There are a lot of questions about HTDemucs that come up regularly: which model variant is actually best, does the bitrate of your source file matter, how clean is the reconstruction when you sum the stems back. I ran a set of five structured tests on the MUSDB18-7s benchmark dataset to get actual numbers rather than subjective impressions. All tests ran locally on Apple M4.

The full data tables are on the research hub. This post summarises the key findings.

Which HTDemucs model is best

Short answer: HTDemucs (base) achieved the highest mean SDR at 8.38 dB across all four stems on the test set. It averaged 1.8 seconds per 7-second track on M4.

The speed range across models was notable: HTDemucs 6S (6-stem) processed tracks in 1.6s on average, while HTDemucs FT (fine-tuned) took 6.4s. For most producers the quality difference justifies the time cost, but batch processing scenarios change that calculation.

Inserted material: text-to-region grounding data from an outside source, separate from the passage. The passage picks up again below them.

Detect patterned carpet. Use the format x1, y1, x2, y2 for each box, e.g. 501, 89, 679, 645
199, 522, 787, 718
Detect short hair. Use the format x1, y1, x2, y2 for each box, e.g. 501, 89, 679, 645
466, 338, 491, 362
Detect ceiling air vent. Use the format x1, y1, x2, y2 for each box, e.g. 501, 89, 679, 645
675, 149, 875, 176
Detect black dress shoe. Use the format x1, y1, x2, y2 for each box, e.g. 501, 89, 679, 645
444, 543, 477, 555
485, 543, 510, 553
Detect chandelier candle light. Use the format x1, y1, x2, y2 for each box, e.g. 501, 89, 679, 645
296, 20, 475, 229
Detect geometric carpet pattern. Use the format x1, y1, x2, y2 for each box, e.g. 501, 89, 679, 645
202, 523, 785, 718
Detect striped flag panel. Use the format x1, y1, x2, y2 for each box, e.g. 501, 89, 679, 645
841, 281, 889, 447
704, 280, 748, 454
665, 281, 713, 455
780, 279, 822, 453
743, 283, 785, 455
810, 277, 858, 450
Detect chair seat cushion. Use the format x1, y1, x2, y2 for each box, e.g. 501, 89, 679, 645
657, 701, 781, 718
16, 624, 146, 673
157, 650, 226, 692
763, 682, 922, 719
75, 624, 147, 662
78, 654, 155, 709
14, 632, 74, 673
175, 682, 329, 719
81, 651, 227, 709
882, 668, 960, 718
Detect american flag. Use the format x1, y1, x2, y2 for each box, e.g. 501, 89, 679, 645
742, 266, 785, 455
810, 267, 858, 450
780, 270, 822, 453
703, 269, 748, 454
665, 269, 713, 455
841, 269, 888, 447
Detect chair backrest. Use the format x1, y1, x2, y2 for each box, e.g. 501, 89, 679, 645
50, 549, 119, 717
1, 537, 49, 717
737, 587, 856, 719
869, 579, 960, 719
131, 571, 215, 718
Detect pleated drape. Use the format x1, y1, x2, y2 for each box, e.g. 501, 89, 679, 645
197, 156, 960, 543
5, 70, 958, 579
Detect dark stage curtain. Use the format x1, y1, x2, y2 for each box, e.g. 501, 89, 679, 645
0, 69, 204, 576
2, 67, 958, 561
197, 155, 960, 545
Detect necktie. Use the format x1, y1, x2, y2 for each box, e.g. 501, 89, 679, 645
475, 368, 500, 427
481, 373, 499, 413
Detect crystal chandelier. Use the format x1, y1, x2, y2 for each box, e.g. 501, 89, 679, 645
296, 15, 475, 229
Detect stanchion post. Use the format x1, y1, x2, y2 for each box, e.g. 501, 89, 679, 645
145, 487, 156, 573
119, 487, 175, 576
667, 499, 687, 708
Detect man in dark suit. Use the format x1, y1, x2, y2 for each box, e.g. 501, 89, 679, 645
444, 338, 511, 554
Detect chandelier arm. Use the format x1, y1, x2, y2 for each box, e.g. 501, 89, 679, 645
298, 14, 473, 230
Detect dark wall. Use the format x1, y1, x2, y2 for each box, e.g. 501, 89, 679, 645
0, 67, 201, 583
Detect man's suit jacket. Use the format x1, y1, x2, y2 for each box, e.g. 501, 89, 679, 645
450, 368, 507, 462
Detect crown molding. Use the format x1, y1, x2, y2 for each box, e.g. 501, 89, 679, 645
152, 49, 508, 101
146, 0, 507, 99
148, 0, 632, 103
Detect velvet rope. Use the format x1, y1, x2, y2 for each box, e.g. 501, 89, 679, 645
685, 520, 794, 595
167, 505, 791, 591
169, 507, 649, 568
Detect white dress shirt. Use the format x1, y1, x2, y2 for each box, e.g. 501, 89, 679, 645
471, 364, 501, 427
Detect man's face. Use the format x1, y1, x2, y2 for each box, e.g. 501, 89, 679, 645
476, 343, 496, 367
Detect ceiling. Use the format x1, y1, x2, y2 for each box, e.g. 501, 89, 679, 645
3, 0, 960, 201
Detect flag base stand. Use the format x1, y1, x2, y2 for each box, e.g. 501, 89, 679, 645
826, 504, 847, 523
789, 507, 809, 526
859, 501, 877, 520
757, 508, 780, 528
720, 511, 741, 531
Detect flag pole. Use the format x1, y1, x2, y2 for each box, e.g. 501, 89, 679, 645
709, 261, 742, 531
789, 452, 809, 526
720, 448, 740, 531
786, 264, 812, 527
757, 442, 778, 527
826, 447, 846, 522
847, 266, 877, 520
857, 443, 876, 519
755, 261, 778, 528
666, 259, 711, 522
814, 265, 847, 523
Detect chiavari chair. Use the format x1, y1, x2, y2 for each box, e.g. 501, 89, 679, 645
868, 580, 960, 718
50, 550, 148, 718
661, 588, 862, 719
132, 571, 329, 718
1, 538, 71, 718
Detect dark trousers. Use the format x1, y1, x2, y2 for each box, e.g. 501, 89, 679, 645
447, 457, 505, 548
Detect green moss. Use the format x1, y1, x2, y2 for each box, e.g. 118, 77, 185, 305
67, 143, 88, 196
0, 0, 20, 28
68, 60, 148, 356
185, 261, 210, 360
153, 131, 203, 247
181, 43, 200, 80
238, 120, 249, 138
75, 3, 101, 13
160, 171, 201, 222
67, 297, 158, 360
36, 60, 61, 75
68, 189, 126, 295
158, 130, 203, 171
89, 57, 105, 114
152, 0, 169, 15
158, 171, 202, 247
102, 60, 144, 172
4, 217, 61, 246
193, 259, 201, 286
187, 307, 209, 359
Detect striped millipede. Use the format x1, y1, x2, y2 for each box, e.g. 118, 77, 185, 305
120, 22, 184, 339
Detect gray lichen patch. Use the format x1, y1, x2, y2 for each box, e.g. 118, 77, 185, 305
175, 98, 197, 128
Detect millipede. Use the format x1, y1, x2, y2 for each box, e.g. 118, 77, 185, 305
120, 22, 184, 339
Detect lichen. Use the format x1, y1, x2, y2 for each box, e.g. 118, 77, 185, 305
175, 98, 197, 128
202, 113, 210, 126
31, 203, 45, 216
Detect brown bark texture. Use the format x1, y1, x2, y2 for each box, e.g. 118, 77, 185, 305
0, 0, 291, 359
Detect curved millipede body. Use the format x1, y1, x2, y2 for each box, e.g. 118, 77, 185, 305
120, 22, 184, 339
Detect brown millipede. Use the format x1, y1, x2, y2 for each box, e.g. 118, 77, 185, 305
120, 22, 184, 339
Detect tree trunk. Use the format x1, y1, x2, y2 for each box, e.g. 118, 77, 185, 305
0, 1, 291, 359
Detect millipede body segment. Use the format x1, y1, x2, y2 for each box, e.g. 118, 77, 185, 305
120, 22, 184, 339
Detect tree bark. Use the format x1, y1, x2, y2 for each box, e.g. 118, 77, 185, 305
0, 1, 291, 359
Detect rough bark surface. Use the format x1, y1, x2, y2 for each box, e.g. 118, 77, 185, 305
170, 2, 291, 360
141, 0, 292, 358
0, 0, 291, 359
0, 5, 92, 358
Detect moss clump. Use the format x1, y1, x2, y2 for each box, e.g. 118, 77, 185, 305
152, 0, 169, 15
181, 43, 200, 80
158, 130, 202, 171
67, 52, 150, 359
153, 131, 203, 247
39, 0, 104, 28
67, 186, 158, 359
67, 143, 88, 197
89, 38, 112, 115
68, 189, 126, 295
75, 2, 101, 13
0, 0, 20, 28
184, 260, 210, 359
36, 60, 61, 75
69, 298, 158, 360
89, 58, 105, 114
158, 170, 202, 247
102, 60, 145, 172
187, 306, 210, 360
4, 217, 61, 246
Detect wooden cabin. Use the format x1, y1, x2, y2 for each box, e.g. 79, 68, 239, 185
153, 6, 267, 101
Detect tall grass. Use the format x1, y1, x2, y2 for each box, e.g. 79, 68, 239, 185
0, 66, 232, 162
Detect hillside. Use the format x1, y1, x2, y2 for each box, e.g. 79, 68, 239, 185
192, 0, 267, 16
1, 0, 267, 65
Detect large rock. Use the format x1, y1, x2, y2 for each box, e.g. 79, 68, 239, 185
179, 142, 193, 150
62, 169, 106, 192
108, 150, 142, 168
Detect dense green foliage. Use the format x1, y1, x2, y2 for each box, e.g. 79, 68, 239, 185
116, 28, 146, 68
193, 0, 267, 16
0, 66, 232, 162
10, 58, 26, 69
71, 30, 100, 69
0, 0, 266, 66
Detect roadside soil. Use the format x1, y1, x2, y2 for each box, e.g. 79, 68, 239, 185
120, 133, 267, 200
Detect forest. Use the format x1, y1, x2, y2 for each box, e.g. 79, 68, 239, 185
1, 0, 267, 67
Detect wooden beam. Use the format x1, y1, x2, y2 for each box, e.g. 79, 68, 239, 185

Full model comparison: /research/model-comparison/

Does input format actually matter

Yes, measurably. MP3 128kbps input produces stems with a mean SDR of 7.8 dB, compared to 8.04 dB for 24-bit WAV. That’s a 0.24 dB difference. The vocal stem shows the most degradation, which makes sense given how MP3 compression handles mid-frequency content.

For most production use, MP3 320kbps is close enough to lossless that the quality difference is small. Below 192kbps the degradation becomes more consistent.

Full format comparison: /research/format-quality/

How much information does separation actually lose

In 4-stem mode, summing the separated stems back produces a reconstruction that correlates with the original at r = 0.996. The difference signal sits at -21.6 dB below the original, meaning there’s real but limited information loss in the separation process.

6-stem separation shows higher reconstruction error, which is expected: dividing the signal into more components means more rounding and leakage at each split.

Full reconstruction data: /research/reconstruction-fidelity/

What predicts separation quality

The strongest correlate of vocal SDR across the test tracks was Chroma variance (harmonic complexity) (Pearson r = 0.522). In plain terms: tracks where the harmonic content is clearly separated from percussive content in the frequency domain tend to separate more cleanly. Dense arrangements with a lot of frequency overlap between instruments are harder for the model to disentangle.

Full analysis: /research/complexity-prediction/

All results

All five tests, methodology notes, and full data tables are on the research hub. Tests ran on March 14, 2026 using MUSDB18-7s (the 7-second sample of the standard MUSDB18 benchmark dataset) on Apple M4 with MPS acceleration. I’ll re-run and update these when HTDemucs releases a major model update.